Cyberithub

Understanding Kafka Console Producer and Consumer in 10 Easy Steps

Advertisements

In this tutorial, I will take you through 10 Popular Kafka Console Producer and Consumer Examples. Kafka is currently in high demand due to its various use cases. It is widely used as a messaging system, as a storage system and for stream processing. Kafka usually consists of four API Producer API, Consumer API, Streams API and Connector API. Here we will discuss about the Usage of Producer API and Consumer API in Kafka Console Producer and Kafka Console Consumer.

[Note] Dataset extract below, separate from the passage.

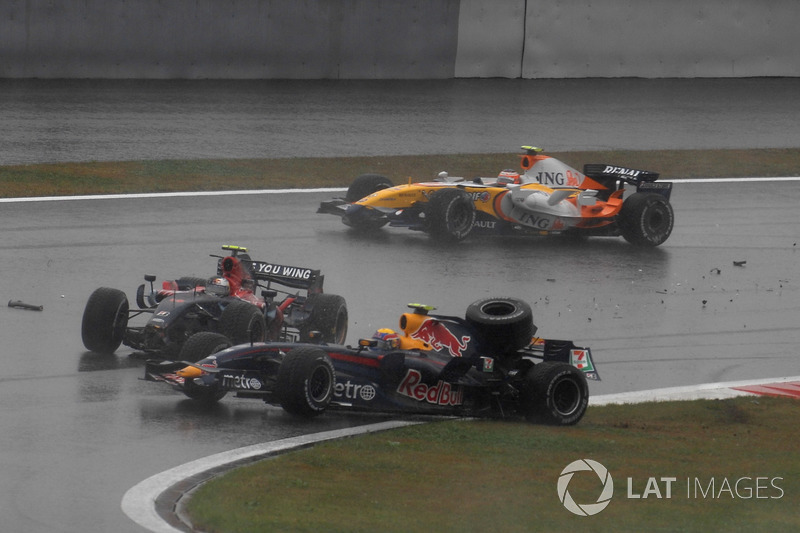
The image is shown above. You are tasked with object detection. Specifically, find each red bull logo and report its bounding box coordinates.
[397,369,464,405]
[411,320,471,357]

Introduction to Kafka Console Producer

Kafka Console Producer publishes data to the subscribed topics. Data will generally be regarded as records which gets published in the Topic partition in a round robin fashion. An application generally uses Producer API to publish streams of record in multiple topics distributed across the Kafka Cluster. Kafka Cluster contains multiple nodes and each nodes contains one or more topics.

As per Kafka Official Documentation, The Kafka cluster durably persists all published records whether or not they have been consumed using a configurable retention period. For example, if the retention policy is set to two days, then for the two days after a record is published, it is available for consumption, after which it will be discarded to free up space. Kafka's performance is effectively constant with respect to data size so storing data for a long time is not a problem.

Understanding Kafka Console Producer and Consumer in 10 Easy Steps 2
Credit : Apache Kafka Documentation

In fact, the only metadata retained on a per-consumer basis is the offset or position of that consumer in the log. This offset is controlled by the consumer: normally a consumer will advance its offset linearly as it reads records, but, in fact, since the position is controlled by the consumer it can consume records in any order it likes. For example a consumer can reset to an older offset to reprocess data from the past or skip ahead to the most recent record and start consuming from "now".

Introduction to Kafka Console Consumer

Kafka Console Consumer generally belongs to Consumer group. It is responsible for reading the data from subscribed topics where data gets published by the producer processes. An application usually utilizes Consumer API to subscribe to one or more topics for stream processing.

Understanding Kafka Console Producer and Consumer in 10 Easy Steps 3
Credit : Apache Kafka Documentation

Let's understand consumer through above architecture. A two server Kafka cluster hosting four partitions (P0-P3) with two consumer groups. Consumer group A has two consumer instances and group B has four.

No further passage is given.